14. Conduct studies related to bioequivalence.

15. Recommend studies related to in vitro and in vivo human metabolism and transport studies.

16. Review, analyze and interpret sponsor proposals and study results.

17. Make decisions related to safety/efficacy/labeling of drugs/drug products.

18. Meet with representatives of the regulated firms with particular problems in the area of regulatory expertise, and maintains continuing liaison with the organization.

19. Represent the discipline at critical meetings with industry involving "state of the science and therapeutics" in order to include the most advanced theories and practices in a specific therapeutic area.

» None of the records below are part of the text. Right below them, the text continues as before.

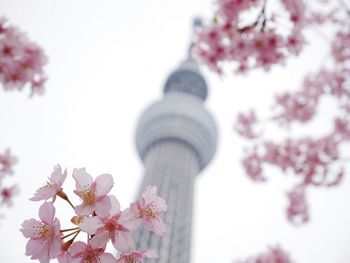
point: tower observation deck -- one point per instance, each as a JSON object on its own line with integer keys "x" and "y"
{"x": 176, "y": 138}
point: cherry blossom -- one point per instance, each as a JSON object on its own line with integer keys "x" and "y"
{"x": 273, "y": 255}
{"x": 44, "y": 236}
{"x": 230, "y": 39}
{"x": 252, "y": 164}
{"x": 93, "y": 252}
{"x": 313, "y": 161}
{"x": 22, "y": 61}
{"x": 137, "y": 256}
{"x": 92, "y": 193}
{"x": 52, "y": 187}
{"x": 149, "y": 208}
{"x": 116, "y": 227}
{"x": 101, "y": 225}
{"x": 7, "y": 193}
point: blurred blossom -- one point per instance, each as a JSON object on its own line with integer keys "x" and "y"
{"x": 21, "y": 62}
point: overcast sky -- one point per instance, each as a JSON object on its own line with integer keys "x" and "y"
{"x": 108, "y": 62}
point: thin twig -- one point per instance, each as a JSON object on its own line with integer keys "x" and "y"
{"x": 75, "y": 232}
{"x": 69, "y": 229}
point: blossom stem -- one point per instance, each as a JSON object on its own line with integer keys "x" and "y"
{"x": 69, "y": 229}
{"x": 75, "y": 232}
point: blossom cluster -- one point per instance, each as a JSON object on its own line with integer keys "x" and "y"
{"x": 21, "y": 61}
{"x": 7, "y": 160}
{"x": 99, "y": 215}
{"x": 232, "y": 39}
{"x": 316, "y": 162}
{"x": 273, "y": 255}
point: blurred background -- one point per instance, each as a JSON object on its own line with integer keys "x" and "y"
{"x": 108, "y": 60}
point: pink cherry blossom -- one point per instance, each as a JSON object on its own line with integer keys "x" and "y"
{"x": 92, "y": 193}
{"x": 93, "y": 252}
{"x": 52, "y": 187}
{"x": 273, "y": 255}
{"x": 258, "y": 44}
{"x": 22, "y": 61}
{"x": 149, "y": 208}
{"x": 136, "y": 256}
{"x": 7, "y": 160}
{"x": 252, "y": 163}
{"x": 7, "y": 193}
{"x": 44, "y": 236}
{"x": 116, "y": 227}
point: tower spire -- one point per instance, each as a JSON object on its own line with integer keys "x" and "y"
{"x": 176, "y": 138}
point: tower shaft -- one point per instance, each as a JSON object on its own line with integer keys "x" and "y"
{"x": 171, "y": 165}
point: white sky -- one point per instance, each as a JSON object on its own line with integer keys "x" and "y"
{"x": 108, "y": 61}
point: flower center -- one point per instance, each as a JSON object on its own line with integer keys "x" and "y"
{"x": 111, "y": 226}
{"x": 44, "y": 232}
{"x": 89, "y": 196}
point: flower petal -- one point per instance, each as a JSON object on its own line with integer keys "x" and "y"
{"x": 103, "y": 206}
{"x": 82, "y": 179}
{"x": 84, "y": 210}
{"x": 104, "y": 184}
{"x": 47, "y": 213}
{"x": 107, "y": 258}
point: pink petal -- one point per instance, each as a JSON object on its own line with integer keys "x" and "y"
{"x": 151, "y": 253}
{"x": 103, "y": 206}
{"x": 104, "y": 184}
{"x": 76, "y": 248}
{"x": 149, "y": 193}
{"x": 63, "y": 258}
{"x": 84, "y": 210}
{"x": 55, "y": 247}
{"x": 123, "y": 241}
{"x": 47, "y": 213}
{"x": 107, "y": 258}
{"x": 43, "y": 193}
{"x": 29, "y": 227}
{"x": 115, "y": 205}
{"x": 33, "y": 247}
{"x": 57, "y": 177}
{"x": 129, "y": 219}
{"x": 100, "y": 240}
{"x": 82, "y": 179}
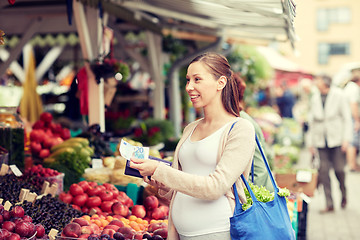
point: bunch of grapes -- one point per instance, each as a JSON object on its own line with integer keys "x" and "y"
{"x": 13, "y": 186}
{"x": 50, "y": 212}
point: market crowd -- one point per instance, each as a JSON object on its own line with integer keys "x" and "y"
{"x": 329, "y": 115}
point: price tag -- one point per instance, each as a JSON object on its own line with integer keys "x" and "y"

20. Brief higher level management on long range and emerging problems of drug safety, efficacy, and dosing.

21. Advise upper level management of products under review.

22. Assist other scientists in the preparation of New Drug Application briefings.

23. Address professional groups in clinical pharmacology and biopharmaceutics in mission affected areas.

24. Lead task force or study group to consider general problems or specific solutions in the areas of pharmacokinetics and pharmacodynamics.

25. Develop proposals for study and speaks for the organization on specific scientific specialty to the professional and academic communities and to the regulated industry.

26. Composes scientific, technical, or complex documents.

27. Develop or edits interpretive materials for the organization.